Twitter as Meta Rival Threads has been buzzing ahead of yesterday’s launch, with curious netizens spotting a placeholder listing for the app in the Apple App Store. Like all iOS apps, the list includes details about the user data the app is designed to collect and track. Observers couldn’t help but notice that the new app has listed as many as 14 categories of data that “may be collected and associated with your identity.”
It might be a harsh reminder, but it’s normal for an app owned by Meta, which the company monetizes by selling targeted ads and personalized marketing. The iOS apps of Facebook and Instagram list more categories than Threads, the Messenger apps list similarly, and even secure messaging app WhatsApp discloses nine categories of “data about you.” So for those tired of Twitter’s rapidly deteriorating platform (and vibe), Meta’s own alternative (with its predictability and relative stability) might even appeal to those with general concerns about data privacy.
Early numbers suggest as much: Threads, which is tied directly to users’ Instagram accounts, had 10 million sign-ups within the first seven hours of launch, CEO Mark Zuckerberg said. Ultimately, Meta’s pitch for Threads is simply that it’s the devil you know.
But this time it’s a little different: Meta offers an opportunity to essentially get into Threads without signing up to the platform at all. The company announced yesterday that it plans to make Threads interoperable with other non-Meta social networks that support the decentralized protocol already used by WordPress and the 2022 paradigm of decentralization, Mastodon. This means that, if Meta complies, you will be able to view and interact with Threads content from other platforms and services (called ActivityPub) that support the standard.

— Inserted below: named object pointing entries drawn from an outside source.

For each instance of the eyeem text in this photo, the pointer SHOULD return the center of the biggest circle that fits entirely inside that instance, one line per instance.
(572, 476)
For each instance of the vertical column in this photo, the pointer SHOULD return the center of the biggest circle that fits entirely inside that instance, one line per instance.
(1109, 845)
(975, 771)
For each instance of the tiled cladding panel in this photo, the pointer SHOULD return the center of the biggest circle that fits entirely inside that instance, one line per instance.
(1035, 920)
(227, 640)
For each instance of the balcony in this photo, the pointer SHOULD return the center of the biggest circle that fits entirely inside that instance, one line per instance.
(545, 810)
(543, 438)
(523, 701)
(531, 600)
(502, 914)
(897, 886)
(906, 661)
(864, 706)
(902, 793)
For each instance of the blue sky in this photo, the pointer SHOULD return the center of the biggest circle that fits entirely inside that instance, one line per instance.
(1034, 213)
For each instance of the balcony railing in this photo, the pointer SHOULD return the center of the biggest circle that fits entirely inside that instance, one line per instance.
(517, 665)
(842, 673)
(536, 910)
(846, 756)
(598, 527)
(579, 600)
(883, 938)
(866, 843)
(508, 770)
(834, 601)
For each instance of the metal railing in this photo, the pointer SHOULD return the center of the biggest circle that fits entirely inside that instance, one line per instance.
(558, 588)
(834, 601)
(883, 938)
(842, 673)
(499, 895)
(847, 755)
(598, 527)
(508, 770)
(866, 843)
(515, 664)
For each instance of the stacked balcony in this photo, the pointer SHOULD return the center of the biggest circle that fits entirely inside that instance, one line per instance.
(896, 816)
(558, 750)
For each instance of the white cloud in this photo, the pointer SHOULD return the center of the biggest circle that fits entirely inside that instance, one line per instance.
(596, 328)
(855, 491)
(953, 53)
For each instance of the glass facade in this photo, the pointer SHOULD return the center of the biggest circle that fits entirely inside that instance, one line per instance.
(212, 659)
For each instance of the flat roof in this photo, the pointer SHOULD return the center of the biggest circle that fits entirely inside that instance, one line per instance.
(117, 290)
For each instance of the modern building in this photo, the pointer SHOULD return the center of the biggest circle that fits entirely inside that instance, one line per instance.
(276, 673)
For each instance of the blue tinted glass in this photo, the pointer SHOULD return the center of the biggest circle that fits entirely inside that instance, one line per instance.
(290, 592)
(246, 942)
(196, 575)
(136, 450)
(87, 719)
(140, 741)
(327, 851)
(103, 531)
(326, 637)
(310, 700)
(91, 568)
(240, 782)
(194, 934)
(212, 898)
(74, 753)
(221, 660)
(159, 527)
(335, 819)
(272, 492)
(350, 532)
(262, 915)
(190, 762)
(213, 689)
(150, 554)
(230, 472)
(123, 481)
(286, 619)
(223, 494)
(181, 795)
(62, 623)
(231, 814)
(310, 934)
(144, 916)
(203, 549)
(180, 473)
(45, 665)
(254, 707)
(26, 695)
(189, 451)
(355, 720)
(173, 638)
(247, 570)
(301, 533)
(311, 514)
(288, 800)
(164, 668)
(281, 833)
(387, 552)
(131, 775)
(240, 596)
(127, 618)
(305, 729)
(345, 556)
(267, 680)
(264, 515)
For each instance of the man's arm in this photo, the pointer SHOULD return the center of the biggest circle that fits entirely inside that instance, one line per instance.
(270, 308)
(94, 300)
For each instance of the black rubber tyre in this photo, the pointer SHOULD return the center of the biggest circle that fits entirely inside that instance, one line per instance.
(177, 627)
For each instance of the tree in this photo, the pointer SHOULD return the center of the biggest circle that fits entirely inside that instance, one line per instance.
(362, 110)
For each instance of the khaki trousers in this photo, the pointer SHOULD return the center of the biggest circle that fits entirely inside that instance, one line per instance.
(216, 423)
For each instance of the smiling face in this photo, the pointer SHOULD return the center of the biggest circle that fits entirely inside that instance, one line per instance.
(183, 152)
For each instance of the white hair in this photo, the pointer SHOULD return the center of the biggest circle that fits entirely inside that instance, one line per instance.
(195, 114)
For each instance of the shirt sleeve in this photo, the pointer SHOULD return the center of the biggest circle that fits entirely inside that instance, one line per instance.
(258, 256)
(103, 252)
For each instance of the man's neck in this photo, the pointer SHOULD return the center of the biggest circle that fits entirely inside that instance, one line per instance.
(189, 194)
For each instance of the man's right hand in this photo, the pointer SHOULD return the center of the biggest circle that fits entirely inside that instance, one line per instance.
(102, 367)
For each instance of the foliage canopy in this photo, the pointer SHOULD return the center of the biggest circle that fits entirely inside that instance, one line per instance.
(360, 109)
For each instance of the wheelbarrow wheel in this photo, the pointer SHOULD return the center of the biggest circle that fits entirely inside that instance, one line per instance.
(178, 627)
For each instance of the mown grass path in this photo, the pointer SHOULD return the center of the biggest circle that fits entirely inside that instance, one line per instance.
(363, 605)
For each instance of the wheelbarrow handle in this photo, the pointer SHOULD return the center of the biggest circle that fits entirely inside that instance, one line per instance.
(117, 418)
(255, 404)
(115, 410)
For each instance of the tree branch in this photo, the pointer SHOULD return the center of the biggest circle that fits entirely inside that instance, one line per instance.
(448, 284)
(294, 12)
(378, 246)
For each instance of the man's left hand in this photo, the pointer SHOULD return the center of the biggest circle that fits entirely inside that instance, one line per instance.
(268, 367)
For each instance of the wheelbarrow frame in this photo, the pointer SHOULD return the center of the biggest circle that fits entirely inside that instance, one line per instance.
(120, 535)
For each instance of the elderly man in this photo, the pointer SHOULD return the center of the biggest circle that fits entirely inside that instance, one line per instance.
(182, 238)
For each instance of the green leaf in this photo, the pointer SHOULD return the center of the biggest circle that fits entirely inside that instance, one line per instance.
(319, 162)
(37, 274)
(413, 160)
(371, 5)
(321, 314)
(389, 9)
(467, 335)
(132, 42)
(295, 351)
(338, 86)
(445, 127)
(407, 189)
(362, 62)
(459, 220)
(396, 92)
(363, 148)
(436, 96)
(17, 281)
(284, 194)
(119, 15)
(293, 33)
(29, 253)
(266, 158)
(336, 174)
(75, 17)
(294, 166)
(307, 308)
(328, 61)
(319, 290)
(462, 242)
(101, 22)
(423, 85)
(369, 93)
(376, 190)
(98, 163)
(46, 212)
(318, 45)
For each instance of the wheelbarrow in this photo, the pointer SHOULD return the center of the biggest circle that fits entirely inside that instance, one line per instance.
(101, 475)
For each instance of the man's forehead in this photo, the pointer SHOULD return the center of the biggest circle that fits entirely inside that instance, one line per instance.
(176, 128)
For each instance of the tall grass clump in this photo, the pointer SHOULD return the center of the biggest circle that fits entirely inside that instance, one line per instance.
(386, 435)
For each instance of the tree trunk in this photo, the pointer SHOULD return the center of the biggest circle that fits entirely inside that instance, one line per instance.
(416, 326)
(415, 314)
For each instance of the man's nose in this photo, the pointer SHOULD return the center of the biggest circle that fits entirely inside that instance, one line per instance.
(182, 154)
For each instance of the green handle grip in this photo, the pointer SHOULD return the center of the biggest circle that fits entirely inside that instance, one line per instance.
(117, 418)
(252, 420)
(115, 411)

Meta’s statement that Threads will start supporting ActivityPub “soon” doesn’t necessarily inspire confidence. For example, the company has spent years working on the long-standing promise of end-to-end encryption by default on Messenger. But incorporating decentralization into Threads, and especially support for ActivityPub, has reportedly been a core aspect of Meta’s vision for the app from the start. Meta has also outlined details of the program in Threads’ supplemental privacy policy.
All of this means that if you’re tired of Meta’s data-gobbling ways, or you don’t already have an Instagram account and don’t want to get one, you actually have some leverage: don’t join Threads. Use Mastodon or another ActivityPub platform until Threads comes up. Or hanging out on Bluesky, ActivityPub is not supported But is working on a vision of a decentralized, portable social network.
“The fact that ActivityPub is being adopted by large platforms not only demonstrates the growth of decentralized social media, but provides a path forward for those locked into these platforms to switch to better providers. This in turn brings pressure on them to provide better, less exploitative services,” Mastodon CEO Eugen Rochko wrote in a blog post yesterday ahead of Threads’ launch.